You are viewing a plain text version of this content. The canonical link for it is here.
Posted to users@kafka.apache.org by Mickael Maison <mi...@gmail.com> on 2017/03/06 17:15:39 UTC

java.lang.IllegalStateException: Correlation id for response () does not match request ()

Hi,

In one of our clusters, some of our clients occasionally see this exception:
java.lang.IllegalStateException: Correlation id for response (4564)
does not match request (4562)
at org.apache.kafka.clients.NetworkClient.correlate(NetworkClient.java:486)
at org.apache.kafka.clients.NetworkClient.parseResponse(NetworkClient.java:381)
at org.apache.kafka.clients.NetworkClient.handleCompletedReceives(NetworkClient.java:449)
at org.apache.kafka.clients.NetworkClient.poll(NetworkClient.java:269)
at org.apache.kafka.clients.producer.internals.Sender.run(Sender.java:229)
at org.apache.kafka.clients.producer.internals.Sender.run(Sender.java:134)
at java.lang.Thread.run(Unknown Source)

We've also seen it from consumer poll() and commit()

Usually the response's correlation id is off by just 1 or 2 (like
above) but we've also seen it off by a few hundreds:
java.lang.IllegalStateException: Correlation id for response (742)
does not match request (174)
    at org.apache.kafka.clients.NetworkClient.correlate(NetworkClient.java:486)
    at org.apache.kafka.clients.NetworkClient.parseResponse(NetworkClient.java:381)
    at org.apache.kafka.clients.NetworkClient.handleCompletedReceives(NetworkClient.java:449)
    at org.apache.kafka.clients.NetworkClient.poll(NetworkClient.java:269)
    at org.apache.kafka.clients.consumer.internals.ConsumerNetworkClient.clientPoll(ConsumerNetworkClient.java:360)
    at org.apache.kafka.clients.consumer.internals.ConsumerNetworkClient.poll(ConsumerNetworkClient.java:224)
    at org.apache.kafka.clients.consumer.internals.ConsumerNetworkClient.poll(ConsumerNetworkClient.java:192)
    at org.apache.kafka.clients.consumer.internals.ConsumerNetworkClient.poll(ConsumerNetworkClient.java:163)
    at org.apache.kafka.clients.consumer.internals.ConsumerCoordinator.commitOffsetsSync(ConsumerCoordinator.java:426)
    at org.apache.kafka.clients.consumer.KafkaConsumer.commitSync(KafkaConsumer.java:1059)
    at org.apache.kafka.clients.consumer.KafkaConsumer.commitSync(KafkaConsumer.java:1027)

When this happens, all subsequent responses are also shifted:
java.lang.IllegalStateException: Correlation id for response (743)
does not match request (742)
java.lang.IllegalStateException: Correlation id for response (744)
does not match request (743)
java.lang.IllegalStateException: Correlation id for response (745)
does not match request (744)
java.lang.IllegalStateException: Correlation id for response (746)
does not match request (745)
 ...
It's easy to discard and recreate the consumer instance to recover
however we can't do that with the producer as it occurs in the Sender
thread.

Our cluster and our clients are running Kafka 0.10.0.1.
Under which circumstances would such an error happen ?
Even with logging set to TRACE, we can't spot anything suspicious
shortly before the issue.
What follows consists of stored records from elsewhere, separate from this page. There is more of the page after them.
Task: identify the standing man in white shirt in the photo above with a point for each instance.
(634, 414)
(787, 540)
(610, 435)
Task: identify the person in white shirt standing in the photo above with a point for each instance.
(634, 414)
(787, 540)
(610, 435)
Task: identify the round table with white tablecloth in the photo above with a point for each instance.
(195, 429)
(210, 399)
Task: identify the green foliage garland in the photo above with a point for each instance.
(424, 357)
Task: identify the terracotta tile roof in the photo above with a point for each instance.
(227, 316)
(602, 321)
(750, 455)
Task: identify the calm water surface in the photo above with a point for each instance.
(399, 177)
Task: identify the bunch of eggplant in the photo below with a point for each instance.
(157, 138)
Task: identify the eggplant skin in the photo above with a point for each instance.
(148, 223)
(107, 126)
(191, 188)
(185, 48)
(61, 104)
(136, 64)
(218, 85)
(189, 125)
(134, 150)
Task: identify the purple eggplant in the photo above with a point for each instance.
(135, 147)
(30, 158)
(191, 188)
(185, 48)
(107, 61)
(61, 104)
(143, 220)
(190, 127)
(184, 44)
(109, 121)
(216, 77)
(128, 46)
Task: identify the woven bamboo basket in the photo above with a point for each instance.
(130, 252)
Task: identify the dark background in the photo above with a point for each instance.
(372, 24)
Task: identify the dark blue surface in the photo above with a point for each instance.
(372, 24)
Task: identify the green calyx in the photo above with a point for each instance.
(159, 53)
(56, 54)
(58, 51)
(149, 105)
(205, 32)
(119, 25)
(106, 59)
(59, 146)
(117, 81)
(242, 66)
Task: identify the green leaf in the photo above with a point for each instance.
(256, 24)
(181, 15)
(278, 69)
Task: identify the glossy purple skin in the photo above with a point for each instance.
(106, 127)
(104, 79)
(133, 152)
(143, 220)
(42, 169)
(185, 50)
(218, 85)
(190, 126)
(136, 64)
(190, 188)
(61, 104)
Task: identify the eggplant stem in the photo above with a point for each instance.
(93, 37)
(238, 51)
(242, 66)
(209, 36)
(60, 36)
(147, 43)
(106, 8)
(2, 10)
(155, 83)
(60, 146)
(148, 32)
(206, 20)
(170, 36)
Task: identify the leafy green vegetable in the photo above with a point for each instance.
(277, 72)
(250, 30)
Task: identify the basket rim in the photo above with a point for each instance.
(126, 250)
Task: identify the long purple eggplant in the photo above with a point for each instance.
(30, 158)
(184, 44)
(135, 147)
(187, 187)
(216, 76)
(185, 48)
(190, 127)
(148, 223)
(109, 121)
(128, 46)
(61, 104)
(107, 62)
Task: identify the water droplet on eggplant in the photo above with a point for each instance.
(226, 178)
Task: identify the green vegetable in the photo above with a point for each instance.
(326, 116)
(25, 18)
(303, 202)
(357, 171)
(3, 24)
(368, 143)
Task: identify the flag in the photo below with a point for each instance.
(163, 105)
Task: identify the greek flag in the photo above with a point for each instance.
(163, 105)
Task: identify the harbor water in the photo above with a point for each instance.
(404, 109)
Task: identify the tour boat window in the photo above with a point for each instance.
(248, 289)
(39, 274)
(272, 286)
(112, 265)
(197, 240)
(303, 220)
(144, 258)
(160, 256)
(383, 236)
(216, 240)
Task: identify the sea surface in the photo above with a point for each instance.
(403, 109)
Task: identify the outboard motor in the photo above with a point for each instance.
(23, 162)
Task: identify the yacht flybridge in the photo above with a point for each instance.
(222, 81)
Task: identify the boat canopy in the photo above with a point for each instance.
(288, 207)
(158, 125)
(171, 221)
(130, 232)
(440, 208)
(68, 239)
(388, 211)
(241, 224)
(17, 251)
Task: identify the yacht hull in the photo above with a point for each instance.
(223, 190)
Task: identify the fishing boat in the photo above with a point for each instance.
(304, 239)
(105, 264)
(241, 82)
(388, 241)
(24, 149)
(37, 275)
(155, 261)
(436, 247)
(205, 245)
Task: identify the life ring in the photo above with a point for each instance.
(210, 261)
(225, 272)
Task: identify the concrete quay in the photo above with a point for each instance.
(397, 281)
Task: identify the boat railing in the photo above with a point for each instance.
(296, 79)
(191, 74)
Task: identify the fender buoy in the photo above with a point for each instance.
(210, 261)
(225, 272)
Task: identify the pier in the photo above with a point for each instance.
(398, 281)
Is there any data we should try to capture
when this happens ?

Thanks!

Re: java.lang.IllegalStateException: Correlation id for response () does not match request ()

Posted by Aarti Gupta <aa...@gmail.com>.
https://issues.apache.org/jira/browse/KAFKA-4669?focusedCommentId=16271727&page=com.atlassian.jira.plugin.system.issuetabpanels:comment-tabpanel#comment-16271727
Can we reopen this issue ?

We saw this on the consumer in production today. We are on 0.11.01

ERROR c.v.v.h.m.k.KafkaEventConsumerDelegate- Error fetching next record
java.lang.Exception: Error fetching next new record from kafka queue
at
com.vmware.vchs.hybridity.messaging.kafka.KafkaEventConsumerDelegate.getNextEventWithTimeout(KafkaEventConsumerDelegate.java:121)
at
com.vmware.vchs.hybridity.messaging.kafka.KafkaEventConsumerDelegate.getNextEvent(KafkaEventConsumerDelegate.java:64)
at
com.vmware.vchs.hybridity.messaging.adapter.EventListenerAdapter.getNextEvent(EventListenerAdapter.java:76)
at
com.vmware.vchs.hybridity.messaging.adapter.EventListenerAdapter.getNextEventAndAck(EventListenerAdapter.java:94)
at
com.vmware.vchs.hybridity.messaging.adapter.EventListenerAdapter$1.run(EventListenerAdapter.java:125)
at java.lang.Thread.run(Thread.java:748)
Caused by: java.lang.IllegalStateException: Correlation id for response
(386681) does not match request (386680), request header:
{api_key=9,api_version=3,correlation_id=386680,client_id=consumer-36}

at org.apache.kafka.clients.NetworkClient.correlate(NetworkClient.java:752)
at
org.apache.kafka.clients.NetworkClient.parseStructMaybeUpdateThrottleTimeMetrics(NetworkClient.java:561)
at
org.apache.kafka.clients.NetworkClient.handleCompletedReceives(NetworkClient.java:657)
at org.apache.kafka.clients.NetworkClient.poll(NetworkClient.java:442)
at
org.apache.kafka.clients.consumer.internals.ConsumerNetworkClient.poll(ConsumerNetworkClient.java:232)
at
org.apache.kafka.clients.consumer.internals.ConsumerNetworkClient.poll(ConsumerNetworkClient.java:208)
at
org.apache.kafka.clients.consumer.internals.ConsumerNetworkClient.poll(ConsumerNetworkClient.java:168)
at
org.apache.kafka.clients.consumer.internals.ConsumerCoordinator.fetchCommittedOffsets(ConsumerCoordinator.java:477)
at
org.apache.kafka.clients.consumer.KafkaConsumer.committed(KafkaConsumer.java:1346)
at
com.vmware.vchs.hybridity.messaging.kafka.KafkaEventConsumerDelegate.getNextEventWithTimeout(KafkaEventConsumerDelegate.java:86)
... 5 common frames omitted

On Mon, Mar 6, 2017 at 9:44 AM, Ismael Juma <is...@juma.me.uk> wrote:

> Hi Mickael,
>
> This looks to be the same as KAFKA-4669. In theory, this should never
> happen and it's unclear when/how it can happen. Not sure if someone has
> investigated it in more detail.
>
> Ismael
>
> On Mon, Mar 6, 2017 at 5:15 PM, Mickael Maison <mi...@gmail.com>
> wrote:
>
> > Hi,
> >
> > In one of our clusters, some of our clients occasionally see this
> > exception:
> > java.lang.IllegalStateException: Correlation id for response (4564)
> > does not match request (4562)
> > at org.apache.kafka.clients.NetworkClient.correlate(
> > NetworkClient.java:486)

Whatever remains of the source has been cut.